The creators of this ground-breaking technology frequently struggle to predict or explain the behavior of their systems as tech corporations start to incorporate AI into all of their products and every aspect of our lives.
Why it’s important?
The fact that this may be the scariest part of the current AI boom is well known among those who design AI but is less well understood by the general public.
- “It is not at all clear — not even to the scientists and programmers who build them — how or why the generative language and image models work,” said Alex Karp, CEO of Palantir, recently in The New York Times.
We have been utilizing computer systems for many years that, given the same input, provide the same outcome.
- In contrast, generative AI systems try to produce several options from a single query.
- The identical inquiry can easily yield a variety of responses.
It is difficult to understand how generative AI generates a specific result since the element of randomness occurs on a scale that can involve billions of variables.
Yes, math is the end all be all. But to claim that is like to saying that the human body is made entirely of atoms. It is real! But it doesn’t always help when you need to find a solution to a problem in a fair amount of time.
Driving the news:
In a paper published on Thursday, four academics demonstrate how users may get through “guardrails” that prevent AI systems from, for example, teaching “how to make a bomb.”

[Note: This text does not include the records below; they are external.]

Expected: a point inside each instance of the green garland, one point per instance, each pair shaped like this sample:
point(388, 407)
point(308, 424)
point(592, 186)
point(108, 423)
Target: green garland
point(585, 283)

- When specifically asked, the most popular chatbots, like ChatGPT, Bing, and Bard, won’t respond. But if you add some more code to the prompt, they’ll go into great depth.
- The researchers speculated that these dangers may be inevitable given the basic nature of deep learning algorithms. You can’t create guardrails that will stand if you can’t precisely forecast how the system will react to a fresh prompt.
Story between the lines
Since AI developers find it difficult to explain the behavior of the systems, their industry now relies just as much on oral tradition and trade secrets as it does on formal science.
- In February, mathematician Stephen Wolfram said, “It’s part of the lore of neural nets that — in some sense — so long as the setup one has is ‘roughly right‘.” Without ever actually needing to “understand at an engineering level,” he continued, “quite how the neural net has ended up configuring itself,” it is typically able to zero in on specifics just by conducting enough training.
What Is ChatGPT Doing … and Why Does It Work?
This is where the “voodoo” begins, according to Wolfram:
“If we constantly choose the term with the highest ranking, we’ll typically get a very ‘flat’ essay that never seems to ‘show any innovation’ (and sometimes even repeats word for word). This is due to some cause that perhaps one day we’ll have a scientific-style explanation of. However, if occasionally (at random) we choose terms with lower rankings, the essay is “more interesting.”
What is going on other side?
Some experts contend that the misconception that “we don’t understand AI” is false.
- Earlier this year, Princeton computer scientist Arvind Narayanan tweeted that “the black boxness of neural networks is greatly exaggerated.” “To reverse engineer them, we have great tools. The barriers are political (funding for companies vs. study on societal benefit) and cultural (making stuff is cooler than comprehending).
- Other detractors contend that the “we don’t know how it works” defense is a ruse used by AI corporations to escape responsibility.
What to watch for?
It’s still unclear if AI developers will be able to eventually offer more thorough explanations of why and how their systems function.
But the likelihood that we will receive those answers increases as more businesses develop AI that can clearly explain its decisions and decision-making processes.